The Government put out late last week a new Procurement Policy Note - Procuring Steel in major projects. The first two lines read as follows:
Any doubts about the intended objective of the Policy Note?
I have nothing against reducing barriers in public procurement. But as becomes apparent once we start reading the policy note, the logic is simply to tilt the balance in favour of domestic suppliers. To do so, the Government is requiring that for contracts over £10M involving steel, some measures need to be followed by contracting authorities covered by the Policy Note. At least one of the measures has a clear protectionism intention and as such is discriminatory and illegal under EU law. Two others can potentially be interpreted in a similar fashion.
1. Effective market engagement
Again, market engagement when well done is perfectly legal, but the problem here is that the Government shows its hand and intention on i) singling out UK Steel as advisory body in pre-market engagement and ii) referring to the domestic market. As all* public procurement contracts over £5M are subject to Directive 2014/24/EU, this is immediately a discriminatory measure and one I have alerted for the last 18 months.
2. Life-cycle costing
At first instance there is nothing irregular or strange about this measure. However, some have already pointed out that transport costs can be taken into consideration and that these will benefit local producers. That is indeed true, however for life-cycle costing to be done correctly other externalities must be used as well. For example, steel making is incredibly energy intensive and the British grid is not exactly the greenest in Europe, so that criteria may help producers outside the UK. And if we see a "life cycle costing" formula which magically only includes transportation, then this is another indication of discrimination against foreign suppliers.
3. Social considerations:
At face value I do not have a lot against the proposed measure. There is, however, something important missing in it that is usually associated with social clauses: the place where they produce their effects. In other words, the Policy Note does not mention local or national benefits which is the usual bandwagon people jump in when talking about social considerations in public procurement. I am glad it did not mention local benefits but I am not sure contract authorities will note the omission and its importance.

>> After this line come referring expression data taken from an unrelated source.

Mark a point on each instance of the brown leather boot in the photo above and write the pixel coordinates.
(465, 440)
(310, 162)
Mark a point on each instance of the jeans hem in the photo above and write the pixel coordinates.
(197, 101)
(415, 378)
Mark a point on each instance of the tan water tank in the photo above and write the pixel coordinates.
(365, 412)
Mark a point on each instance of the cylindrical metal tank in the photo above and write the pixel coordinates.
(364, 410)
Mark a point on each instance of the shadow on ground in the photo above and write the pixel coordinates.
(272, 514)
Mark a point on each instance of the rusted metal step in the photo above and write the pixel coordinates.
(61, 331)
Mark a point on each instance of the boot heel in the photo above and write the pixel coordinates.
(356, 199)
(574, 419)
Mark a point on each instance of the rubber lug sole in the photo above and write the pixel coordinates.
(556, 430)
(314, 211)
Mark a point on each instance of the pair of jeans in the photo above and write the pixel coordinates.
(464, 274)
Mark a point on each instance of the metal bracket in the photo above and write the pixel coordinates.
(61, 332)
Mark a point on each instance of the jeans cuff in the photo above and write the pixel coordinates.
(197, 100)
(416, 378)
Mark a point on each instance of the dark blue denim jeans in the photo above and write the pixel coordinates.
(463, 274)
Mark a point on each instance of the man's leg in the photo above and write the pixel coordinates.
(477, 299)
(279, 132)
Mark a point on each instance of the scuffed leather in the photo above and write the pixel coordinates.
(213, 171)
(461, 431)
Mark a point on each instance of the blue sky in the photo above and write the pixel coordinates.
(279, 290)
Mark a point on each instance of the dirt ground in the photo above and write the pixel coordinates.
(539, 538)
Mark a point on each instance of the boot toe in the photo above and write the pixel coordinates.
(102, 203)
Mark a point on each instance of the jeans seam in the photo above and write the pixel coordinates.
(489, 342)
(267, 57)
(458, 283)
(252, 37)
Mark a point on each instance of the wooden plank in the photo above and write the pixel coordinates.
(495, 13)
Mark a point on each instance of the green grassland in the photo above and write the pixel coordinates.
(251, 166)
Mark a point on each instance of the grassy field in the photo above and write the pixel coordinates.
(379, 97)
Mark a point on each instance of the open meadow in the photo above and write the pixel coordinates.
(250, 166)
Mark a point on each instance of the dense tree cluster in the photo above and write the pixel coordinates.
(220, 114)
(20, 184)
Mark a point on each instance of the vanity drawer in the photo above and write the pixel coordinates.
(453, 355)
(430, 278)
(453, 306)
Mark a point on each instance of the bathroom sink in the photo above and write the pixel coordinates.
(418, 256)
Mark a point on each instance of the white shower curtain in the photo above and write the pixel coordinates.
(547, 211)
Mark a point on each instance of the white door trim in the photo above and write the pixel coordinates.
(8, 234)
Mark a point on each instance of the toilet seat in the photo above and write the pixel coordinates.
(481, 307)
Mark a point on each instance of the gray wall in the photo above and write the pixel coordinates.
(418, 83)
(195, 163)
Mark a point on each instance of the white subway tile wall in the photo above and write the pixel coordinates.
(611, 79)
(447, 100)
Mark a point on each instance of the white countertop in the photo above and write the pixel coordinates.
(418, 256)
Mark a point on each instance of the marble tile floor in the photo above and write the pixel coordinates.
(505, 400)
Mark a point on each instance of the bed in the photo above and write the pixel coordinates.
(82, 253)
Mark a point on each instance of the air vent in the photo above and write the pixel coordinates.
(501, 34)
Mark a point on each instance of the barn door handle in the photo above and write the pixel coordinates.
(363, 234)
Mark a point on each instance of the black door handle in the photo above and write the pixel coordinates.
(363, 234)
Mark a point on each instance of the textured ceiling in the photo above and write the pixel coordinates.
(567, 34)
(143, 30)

A couple of years ago I decide to test the bias of procurement officers in what concerned social considerations. On a simulated competitive dialogue that lasted two days, one of the suppliers in the dialogue offered to put in employment the long term unemployed in Romania and creating apprenticeships there. One participant (head of procurement, no less) howled about the idea. That was precisely the point I was trying to make.
I have very strong reservations against social considerations, but for these clauses to work, we need to make sure they are not used for discrimination against foreign suppliers.
*Yes, I am not even paying attention to concessions or utilities to make my argument.